Il premier, dal canto suo, si è difeso dicendo che non era possibile riportare indietro tutti gli ostaggi. «Vi sto dicendo i fatti, vi rispetto troppo. Se ci fosse stata la possibilità di riportarli tutti in un colpo solo, pensate che qualcuno qui avrebbe obiettato?», ha detto Netanyahu ai partecipanti. Il premier ha poi definito spaventosi i racconti degli ostaggi dei bombardamenti vicino a loro. «Non solo ci spezza il cuore, ma come sicuramente capirete, questo influenza anche le nostre considerazioni operative».

Scontri in Cisgiordania

Le tensioni in Cisgiordania tra palestinesi e coloni continuano a destare preoccupazione sia in Israele che all’estero. L’escalation degli scontri nei Territori occupati, inclusa Gerusalemme est, dal 7 ottobre, ha provocato la morte di 249 palestinesi, tra cui 65 minori, secondo l’ultimo aggiornamento fornito dall’agenzia delle Nazioni Unite per il coordinamento degli affari umanitari Ocha.

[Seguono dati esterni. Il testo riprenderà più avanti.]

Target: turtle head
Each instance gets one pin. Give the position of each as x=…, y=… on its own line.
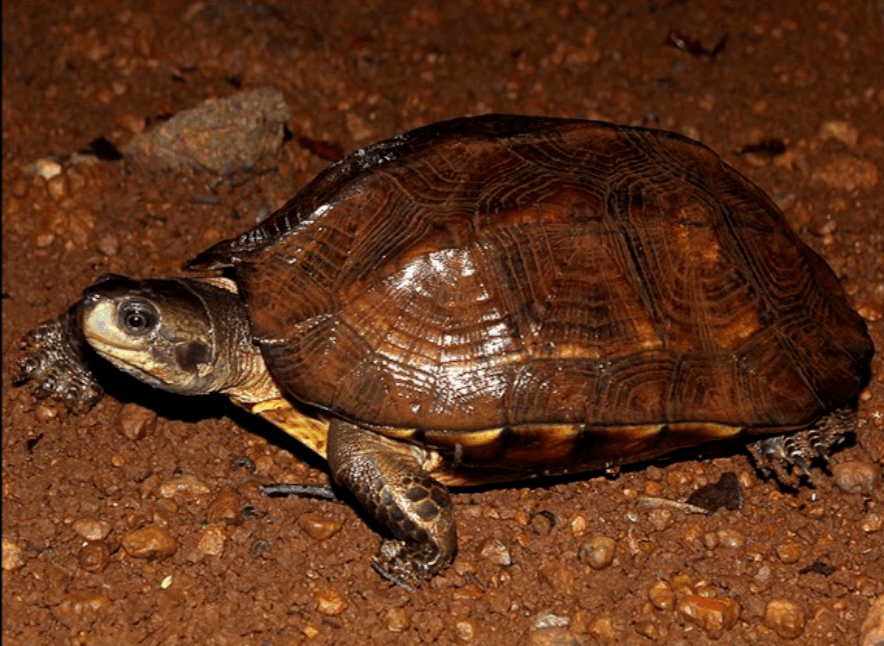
x=176, y=335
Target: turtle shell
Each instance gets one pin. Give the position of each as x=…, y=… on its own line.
x=530, y=282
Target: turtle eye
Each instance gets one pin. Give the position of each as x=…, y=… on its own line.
x=137, y=317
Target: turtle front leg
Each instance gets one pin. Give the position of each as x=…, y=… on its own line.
x=53, y=359
x=388, y=480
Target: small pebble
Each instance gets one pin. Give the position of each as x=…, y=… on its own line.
x=188, y=485
x=730, y=538
x=330, y=602
x=13, y=555
x=857, y=477
x=603, y=629
x=225, y=508
x=45, y=168
x=136, y=422
x=647, y=628
x=91, y=529
x=662, y=596
x=149, y=543
x=470, y=592
x=94, y=556
x=57, y=187
x=597, y=552
x=549, y=629
x=81, y=607
x=841, y=131
x=789, y=552
x=464, y=631
x=579, y=526
x=715, y=616
x=397, y=620
x=494, y=551
x=785, y=617
x=872, y=631
x=109, y=245
x=212, y=540
x=318, y=526
x=872, y=522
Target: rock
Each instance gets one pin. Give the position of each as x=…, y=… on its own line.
x=150, y=543
x=715, y=616
x=219, y=136
x=872, y=631
x=212, y=540
x=187, y=485
x=136, y=422
x=397, y=620
x=662, y=596
x=857, y=477
x=330, y=602
x=13, y=555
x=785, y=617
x=91, y=529
x=598, y=552
x=494, y=551
x=225, y=508
x=318, y=526
x=94, y=556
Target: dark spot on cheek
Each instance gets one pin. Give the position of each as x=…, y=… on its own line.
x=189, y=356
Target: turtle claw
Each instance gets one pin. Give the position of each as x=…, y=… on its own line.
x=789, y=458
x=52, y=360
x=408, y=564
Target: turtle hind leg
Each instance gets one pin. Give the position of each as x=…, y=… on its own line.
x=783, y=455
x=388, y=480
x=53, y=360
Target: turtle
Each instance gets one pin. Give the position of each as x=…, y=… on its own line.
x=493, y=299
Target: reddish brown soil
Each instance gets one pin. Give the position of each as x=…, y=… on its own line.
x=249, y=570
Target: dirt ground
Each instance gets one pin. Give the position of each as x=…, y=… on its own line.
x=141, y=522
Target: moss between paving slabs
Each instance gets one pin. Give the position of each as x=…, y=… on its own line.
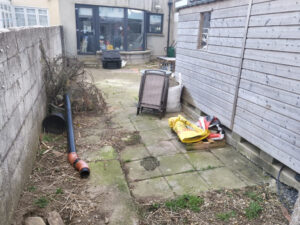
x=105, y=153
x=108, y=173
x=133, y=152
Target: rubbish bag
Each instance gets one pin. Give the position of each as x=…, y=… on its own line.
x=186, y=131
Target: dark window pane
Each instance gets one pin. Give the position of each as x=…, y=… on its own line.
x=111, y=28
x=86, y=30
x=155, y=23
x=135, y=30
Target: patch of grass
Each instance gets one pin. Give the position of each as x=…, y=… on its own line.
x=59, y=191
x=42, y=202
x=185, y=202
x=254, y=196
x=253, y=211
x=225, y=216
x=31, y=188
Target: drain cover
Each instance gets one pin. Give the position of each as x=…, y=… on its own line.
x=150, y=163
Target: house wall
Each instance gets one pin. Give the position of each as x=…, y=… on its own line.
x=51, y=5
x=268, y=103
x=23, y=107
x=155, y=42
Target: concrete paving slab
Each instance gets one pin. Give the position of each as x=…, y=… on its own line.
x=105, y=153
x=145, y=124
x=108, y=174
x=202, y=160
x=174, y=164
x=151, y=137
x=187, y=183
x=244, y=168
x=135, y=171
x=152, y=189
x=162, y=148
x=133, y=152
x=220, y=178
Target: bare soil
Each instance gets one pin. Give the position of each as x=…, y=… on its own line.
x=216, y=205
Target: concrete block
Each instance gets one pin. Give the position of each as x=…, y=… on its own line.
x=3, y=56
x=266, y=157
x=23, y=38
x=10, y=44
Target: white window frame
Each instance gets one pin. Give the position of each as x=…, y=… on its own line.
x=37, y=15
x=6, y=15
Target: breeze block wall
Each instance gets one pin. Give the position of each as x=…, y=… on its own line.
x=22, y=106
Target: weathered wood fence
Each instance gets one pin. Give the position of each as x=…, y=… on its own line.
x=249, y=75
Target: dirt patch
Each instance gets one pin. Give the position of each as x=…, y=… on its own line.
x=150, y=163
x=251, y=205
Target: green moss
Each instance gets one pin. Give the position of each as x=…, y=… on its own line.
x=185, y=202
x=225, y=216
x=253, y=210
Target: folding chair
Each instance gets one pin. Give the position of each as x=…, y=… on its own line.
x=153, y=92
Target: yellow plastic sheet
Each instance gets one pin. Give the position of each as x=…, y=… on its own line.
x=186, y=131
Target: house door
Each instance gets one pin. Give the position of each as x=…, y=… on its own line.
x=85, y=27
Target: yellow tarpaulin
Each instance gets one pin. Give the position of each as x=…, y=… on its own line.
x=186, y=131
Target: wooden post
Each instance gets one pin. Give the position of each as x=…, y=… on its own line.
x=238, y=80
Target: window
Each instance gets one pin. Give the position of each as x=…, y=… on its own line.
x=111, y=28
x=135, y=29
x=5, y=16
x=204, y=29
x=155, y=23
x=31, y=16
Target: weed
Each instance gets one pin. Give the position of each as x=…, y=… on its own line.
x=31, y=188
x=154, y=207
x=185, y=202
x=209, y=167
x=59, y=191
x=42, y=202
x=254, y=196
x=253, y=211
x=225, y=216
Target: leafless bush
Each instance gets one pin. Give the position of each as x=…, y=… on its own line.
x=67, y=75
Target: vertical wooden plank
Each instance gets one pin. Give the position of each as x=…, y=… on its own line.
x=241, y=65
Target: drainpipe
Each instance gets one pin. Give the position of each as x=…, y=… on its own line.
x=73, y=158
x=170, y=3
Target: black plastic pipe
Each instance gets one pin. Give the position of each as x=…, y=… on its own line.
x=73, y=158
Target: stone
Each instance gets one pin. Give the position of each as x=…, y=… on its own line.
x=174, y=164
x=55, y=219
x=108, y=174
x=187, y=183
x=34, y=221
x=202, y=160
x=220, y=178
x=152, y=189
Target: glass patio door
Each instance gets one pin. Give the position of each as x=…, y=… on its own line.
x=85, y=26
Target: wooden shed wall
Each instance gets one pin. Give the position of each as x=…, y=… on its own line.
x=268, y=103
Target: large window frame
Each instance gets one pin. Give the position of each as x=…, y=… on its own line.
x=161, y=23
x=97, y=21
x=37, y=13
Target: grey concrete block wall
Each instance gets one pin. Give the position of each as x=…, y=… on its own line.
x=22, y=106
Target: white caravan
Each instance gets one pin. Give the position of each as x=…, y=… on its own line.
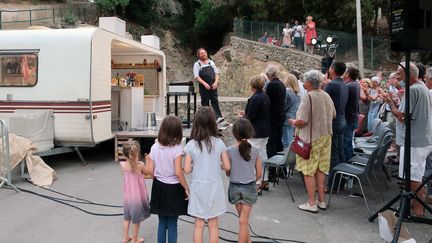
x=79, y=75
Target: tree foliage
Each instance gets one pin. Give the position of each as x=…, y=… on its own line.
x=212, y=22
x=206, y=22
x=109, y=6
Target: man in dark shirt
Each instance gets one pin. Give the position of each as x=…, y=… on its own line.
x=276, y=92
x=352, y=109
x=338, y=92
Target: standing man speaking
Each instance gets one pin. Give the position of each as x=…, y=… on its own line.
x=207, y=75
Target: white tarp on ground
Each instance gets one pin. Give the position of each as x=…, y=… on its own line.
x=21, y=148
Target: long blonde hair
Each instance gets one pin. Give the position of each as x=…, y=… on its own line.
x=131, y=150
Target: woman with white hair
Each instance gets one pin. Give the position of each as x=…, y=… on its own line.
x=373, y=95
x=276, y=93
x=313, y=125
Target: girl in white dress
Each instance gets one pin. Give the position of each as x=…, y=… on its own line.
x=205, y=157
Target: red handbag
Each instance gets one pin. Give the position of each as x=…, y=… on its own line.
x=298, y=146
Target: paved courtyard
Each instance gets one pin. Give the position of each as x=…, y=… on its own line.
x=29, y=218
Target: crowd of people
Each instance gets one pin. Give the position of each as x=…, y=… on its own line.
x=321, y=109
x=294, y=35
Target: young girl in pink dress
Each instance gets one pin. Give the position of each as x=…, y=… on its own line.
x=135, y=199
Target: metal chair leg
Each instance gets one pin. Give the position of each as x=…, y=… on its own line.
x=331, y=188
x=373, y=191
x=286, y=181
x=364, y=195
x=340, y=181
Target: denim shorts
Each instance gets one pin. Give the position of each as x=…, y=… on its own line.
x=242, y=193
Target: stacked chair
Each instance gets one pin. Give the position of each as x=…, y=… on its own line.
x=366, y=165
x=285, y=160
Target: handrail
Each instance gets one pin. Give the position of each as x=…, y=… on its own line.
x=53, y=13
x=6, y=177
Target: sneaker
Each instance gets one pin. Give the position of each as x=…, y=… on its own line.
x=355, y=194
x=321, y=205
x=219, y=120
x=308, y=208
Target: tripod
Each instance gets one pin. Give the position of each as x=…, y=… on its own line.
x=406, y=193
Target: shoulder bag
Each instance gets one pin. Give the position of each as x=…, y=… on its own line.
x=298, y=146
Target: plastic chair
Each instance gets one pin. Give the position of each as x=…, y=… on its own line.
x=379, y=165
x=370, y=134
x=360, y=121
x=358, y=172
x=374, y=141
x=280, y=162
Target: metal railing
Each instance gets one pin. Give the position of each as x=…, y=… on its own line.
x=45, y=16
x=5, y=176
x=374, y=47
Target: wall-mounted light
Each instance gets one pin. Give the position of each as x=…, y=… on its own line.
x=314, y=41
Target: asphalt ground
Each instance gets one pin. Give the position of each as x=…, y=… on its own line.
x=27, y=217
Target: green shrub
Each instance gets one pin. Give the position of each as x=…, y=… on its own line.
x=70, y=18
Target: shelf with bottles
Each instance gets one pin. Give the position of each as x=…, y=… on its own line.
x=128, y=80
x=133, y=66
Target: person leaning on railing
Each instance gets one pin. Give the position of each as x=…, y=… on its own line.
x=313, y=125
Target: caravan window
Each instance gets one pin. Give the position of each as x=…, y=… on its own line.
x=18, y=69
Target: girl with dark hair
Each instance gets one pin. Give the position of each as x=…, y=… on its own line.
x=205, y=155
x=170, y=190
x=246, y=169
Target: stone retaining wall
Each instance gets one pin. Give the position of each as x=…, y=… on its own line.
x=243, y=58
x=290, y=58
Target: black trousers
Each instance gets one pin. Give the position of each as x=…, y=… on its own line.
x=274, y=145
x=210, y=95
x=337, y=150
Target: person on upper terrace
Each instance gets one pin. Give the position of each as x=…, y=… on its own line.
x=264, y=38
x=310, y=33
x=286, y=32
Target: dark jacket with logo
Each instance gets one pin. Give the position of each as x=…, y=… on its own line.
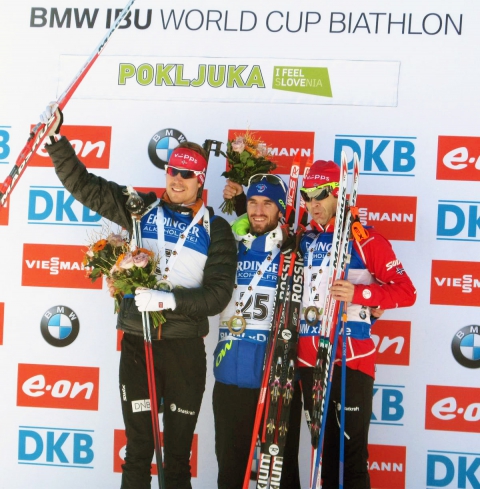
x=193, y=306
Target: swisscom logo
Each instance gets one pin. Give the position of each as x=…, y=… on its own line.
x=58, y=387
x=283, y=146
x=45, y=265
x=91, y=144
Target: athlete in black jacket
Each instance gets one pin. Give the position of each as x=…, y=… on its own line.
x=202, y=279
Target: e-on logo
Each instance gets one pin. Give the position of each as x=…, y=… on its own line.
x=162, y=144
x=466, y=346
x=59, y=326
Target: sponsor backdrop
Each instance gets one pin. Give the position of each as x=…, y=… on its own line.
x=397, y=82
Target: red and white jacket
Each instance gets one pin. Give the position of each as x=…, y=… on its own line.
x=380, y=282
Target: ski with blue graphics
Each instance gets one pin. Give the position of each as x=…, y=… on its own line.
x=283, y=312
x=281, y=366
x=346, y=224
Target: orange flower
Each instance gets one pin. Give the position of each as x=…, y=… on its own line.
x=143, y=250
x=99, y=245
x=119, y=259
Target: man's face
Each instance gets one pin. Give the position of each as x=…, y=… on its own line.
x=322, y=210
x=182, y=191
x=263, y=214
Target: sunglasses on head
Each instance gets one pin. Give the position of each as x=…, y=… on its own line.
x=272, y=179
x=318, y=193
x=185, y=174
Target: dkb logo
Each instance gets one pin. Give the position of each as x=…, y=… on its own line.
x=54, y=205
x=387, y=405
x=453, y=469
x=458, y=220
x=379, y=155
x=55, y=446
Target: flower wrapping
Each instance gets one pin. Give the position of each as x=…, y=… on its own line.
x=125, y=270
x=246, y=156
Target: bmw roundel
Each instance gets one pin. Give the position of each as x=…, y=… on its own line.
x=161, y=145
x=466, y=346
x=59, y=326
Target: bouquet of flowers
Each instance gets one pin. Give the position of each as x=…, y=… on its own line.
x=125, y=270
x=246, y=156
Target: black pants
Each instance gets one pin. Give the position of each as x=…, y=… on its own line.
x=358, y=411
x=180, y=373
x=234, y=410
x=359, y=396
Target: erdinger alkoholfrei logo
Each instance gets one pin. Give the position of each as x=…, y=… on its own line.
x=162, y=144
x=59, y=326
x=466, y=346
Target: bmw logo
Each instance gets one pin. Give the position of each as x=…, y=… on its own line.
x=466, y=346
x=162, y=144
x=59, y=326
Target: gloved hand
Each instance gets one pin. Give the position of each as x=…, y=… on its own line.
x=154, y=300
x=52, y=109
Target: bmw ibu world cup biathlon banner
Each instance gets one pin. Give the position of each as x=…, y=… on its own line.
x=395, y=82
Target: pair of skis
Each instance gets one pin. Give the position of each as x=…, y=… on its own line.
x=276, y=390
x=39, y=132
x=333, y=315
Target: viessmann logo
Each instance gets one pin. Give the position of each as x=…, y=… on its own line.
x=91, y=144
x=283, y=146
x=458, y=158
x=455, y=283
x=120, y=441
x=392, y=340
x=393, y=216
x=58, y=387
x=47, y=265
x=451, y=408
x=387, y=466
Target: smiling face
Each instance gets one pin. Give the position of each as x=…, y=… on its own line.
x=263, y=214
x=322, y=210
x=182, y=191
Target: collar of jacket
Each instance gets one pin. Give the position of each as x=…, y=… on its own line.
x=183, y=209
x=265, y=242
x=328, y=228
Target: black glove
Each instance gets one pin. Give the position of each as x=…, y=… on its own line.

Di questi, 239 sono stati uccisi dalle forze armate israeliane, otto da coloni e due o dall’esercito israeliano o da coloni. A questi bisogna aggiungere il ferimento di 3.325 palestinesi da parte delle forze armate israeliane e di almeno 84 da parte dei coloni. L’Onu e varie Ong israeliane hanno documentato innumerevoli episodi di attacchi e minacce da parte dei coloni nei confronti di civili palestinesi, con danneggiamento o distruzione di abitazioni, campi o allevamenti e persino di una scuola.

Nel denunciare la recrudescenza di atti violenti in queste zone da parte dei coloni, alcuni hanno paventato il loro tentativo di sfruttare la guerra di Gaza per espellere definitivamente i palestinesi da queste zone.

A fronte di questa situazione, il governo americano ha deciso di passare ai fatti, dopo aver esortato la settimana scorsa, attraverso il segretario di stato Antony Blinken, il governo israeliano ad agire contro la violenza dei coloni in Cisgiordania e ad assicurare alla giustizia coloro i quali si macchiano di crimini nei confronti dei palestinesi.

Martedì, il dipartimento di Stato ha comunicato di aver introdotto nuove restrizioni all’ottenimento del visto per coloro i quali sono stati coinvolti in atti di violenza in Cisgiordania, aggiungendo che il governo americano continuerà ad impegnarsi col governo israeliano e con l’Autorità palestinese affinché sia i coloni sia i palestinesi siano protetti da attacchi provenienti dall’altra parte.